Results show that iFSQ with α = 1.6 achieves the best performance across PSNR, SSIM, and LPIPS, outperforming the original FSQ (α = 2.0), while also minimizing RMSE and KS statistics, indicating a near-uniform distribution. The optimal setting at α = 1.6 balances fidelity and distributional alignment, leading to superior image reconstruction quality compared to both continuous and discrete baselines.

The authors use iFSQ to optimize the distribution of latent features in image generation models, showing that setting the activation parameter α to 1.6 achieves a near-uniform distribution, which improves reconstruction quality and generation performance. Results show that iFSQ at 4 bits matches or exceeds the performance of continuous AE and VQ-VAE across metrics like PSNR, SSIM, and FID, while maintaining a higher compression ratio and better training efficiency.

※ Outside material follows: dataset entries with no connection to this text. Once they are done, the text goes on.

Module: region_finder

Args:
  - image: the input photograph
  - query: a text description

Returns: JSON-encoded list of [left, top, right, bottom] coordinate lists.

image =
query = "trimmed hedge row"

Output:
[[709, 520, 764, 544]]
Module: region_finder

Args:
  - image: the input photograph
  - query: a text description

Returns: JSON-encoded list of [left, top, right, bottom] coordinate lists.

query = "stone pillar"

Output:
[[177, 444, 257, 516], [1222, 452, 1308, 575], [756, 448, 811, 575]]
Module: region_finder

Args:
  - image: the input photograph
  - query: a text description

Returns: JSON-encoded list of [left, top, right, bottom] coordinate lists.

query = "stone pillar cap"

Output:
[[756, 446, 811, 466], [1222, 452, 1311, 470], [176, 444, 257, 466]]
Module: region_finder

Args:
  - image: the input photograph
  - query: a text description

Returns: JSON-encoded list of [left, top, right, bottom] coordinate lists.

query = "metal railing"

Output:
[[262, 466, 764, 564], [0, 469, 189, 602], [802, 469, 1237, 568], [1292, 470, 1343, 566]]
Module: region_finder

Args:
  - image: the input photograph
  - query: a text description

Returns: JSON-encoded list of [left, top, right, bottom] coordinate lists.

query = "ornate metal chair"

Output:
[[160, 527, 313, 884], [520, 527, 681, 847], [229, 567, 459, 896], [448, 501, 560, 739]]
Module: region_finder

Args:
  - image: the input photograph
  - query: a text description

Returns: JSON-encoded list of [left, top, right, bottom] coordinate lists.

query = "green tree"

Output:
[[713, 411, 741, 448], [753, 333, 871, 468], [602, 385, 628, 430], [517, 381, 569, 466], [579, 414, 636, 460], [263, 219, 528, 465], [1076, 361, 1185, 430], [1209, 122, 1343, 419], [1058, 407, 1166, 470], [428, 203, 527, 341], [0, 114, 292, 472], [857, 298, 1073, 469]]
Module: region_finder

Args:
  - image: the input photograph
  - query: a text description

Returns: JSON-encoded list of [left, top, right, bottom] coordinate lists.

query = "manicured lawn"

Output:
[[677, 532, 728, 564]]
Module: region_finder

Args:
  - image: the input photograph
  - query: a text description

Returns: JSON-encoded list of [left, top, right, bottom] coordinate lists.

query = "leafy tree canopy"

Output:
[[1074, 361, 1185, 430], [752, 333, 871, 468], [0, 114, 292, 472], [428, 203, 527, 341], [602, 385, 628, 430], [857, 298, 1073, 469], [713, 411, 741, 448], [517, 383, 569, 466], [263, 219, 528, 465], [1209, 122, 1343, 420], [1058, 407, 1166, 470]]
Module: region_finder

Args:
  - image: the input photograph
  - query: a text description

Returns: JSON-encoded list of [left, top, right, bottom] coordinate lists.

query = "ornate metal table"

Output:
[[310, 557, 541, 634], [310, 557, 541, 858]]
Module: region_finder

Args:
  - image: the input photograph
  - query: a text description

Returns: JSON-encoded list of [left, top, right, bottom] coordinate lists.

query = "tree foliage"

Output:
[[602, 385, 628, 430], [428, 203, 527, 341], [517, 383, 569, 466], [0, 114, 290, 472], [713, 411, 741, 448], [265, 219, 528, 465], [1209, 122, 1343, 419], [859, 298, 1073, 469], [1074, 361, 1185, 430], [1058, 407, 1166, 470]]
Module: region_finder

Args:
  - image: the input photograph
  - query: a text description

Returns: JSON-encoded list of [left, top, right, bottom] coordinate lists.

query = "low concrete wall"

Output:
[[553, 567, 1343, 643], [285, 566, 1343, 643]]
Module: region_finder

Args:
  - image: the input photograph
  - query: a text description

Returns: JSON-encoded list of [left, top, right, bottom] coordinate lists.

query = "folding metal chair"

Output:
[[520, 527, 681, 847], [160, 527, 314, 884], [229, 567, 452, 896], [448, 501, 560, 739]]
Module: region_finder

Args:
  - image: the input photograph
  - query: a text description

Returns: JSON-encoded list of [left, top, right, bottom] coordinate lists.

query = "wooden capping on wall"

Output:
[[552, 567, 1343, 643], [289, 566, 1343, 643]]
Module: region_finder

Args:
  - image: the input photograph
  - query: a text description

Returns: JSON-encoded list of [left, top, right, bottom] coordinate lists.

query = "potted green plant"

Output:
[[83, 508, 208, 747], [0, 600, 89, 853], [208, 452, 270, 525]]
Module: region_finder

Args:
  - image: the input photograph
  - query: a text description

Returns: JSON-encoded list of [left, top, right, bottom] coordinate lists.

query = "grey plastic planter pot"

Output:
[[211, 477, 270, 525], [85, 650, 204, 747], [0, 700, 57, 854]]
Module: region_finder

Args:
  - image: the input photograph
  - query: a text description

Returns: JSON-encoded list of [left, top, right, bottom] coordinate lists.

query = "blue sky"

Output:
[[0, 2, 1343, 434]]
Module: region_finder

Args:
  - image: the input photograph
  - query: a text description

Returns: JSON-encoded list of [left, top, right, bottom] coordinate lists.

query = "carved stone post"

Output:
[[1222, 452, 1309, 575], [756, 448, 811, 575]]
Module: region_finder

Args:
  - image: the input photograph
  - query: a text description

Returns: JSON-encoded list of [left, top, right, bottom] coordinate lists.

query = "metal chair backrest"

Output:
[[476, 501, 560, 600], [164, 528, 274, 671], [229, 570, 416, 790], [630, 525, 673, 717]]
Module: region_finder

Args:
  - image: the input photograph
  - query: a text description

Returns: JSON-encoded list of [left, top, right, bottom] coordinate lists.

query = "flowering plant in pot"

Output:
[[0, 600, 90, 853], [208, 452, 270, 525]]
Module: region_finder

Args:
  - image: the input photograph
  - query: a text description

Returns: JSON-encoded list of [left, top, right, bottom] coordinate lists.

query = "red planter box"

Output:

Results show that iFSQ with 4 bits achieves the best balance between reconstruction and generation performance, outperforming both AE and VQ-VAE across PSNR, SSIM, and LPIPS metrics while maintaining a significantly higher compression rate. The optimal performance at 4 bits aligns with the theoretical analysis, where the distribution of iFSQ's activations most closely approximates a uniform distribution, maximizing information entropy and minimizing activation collapse.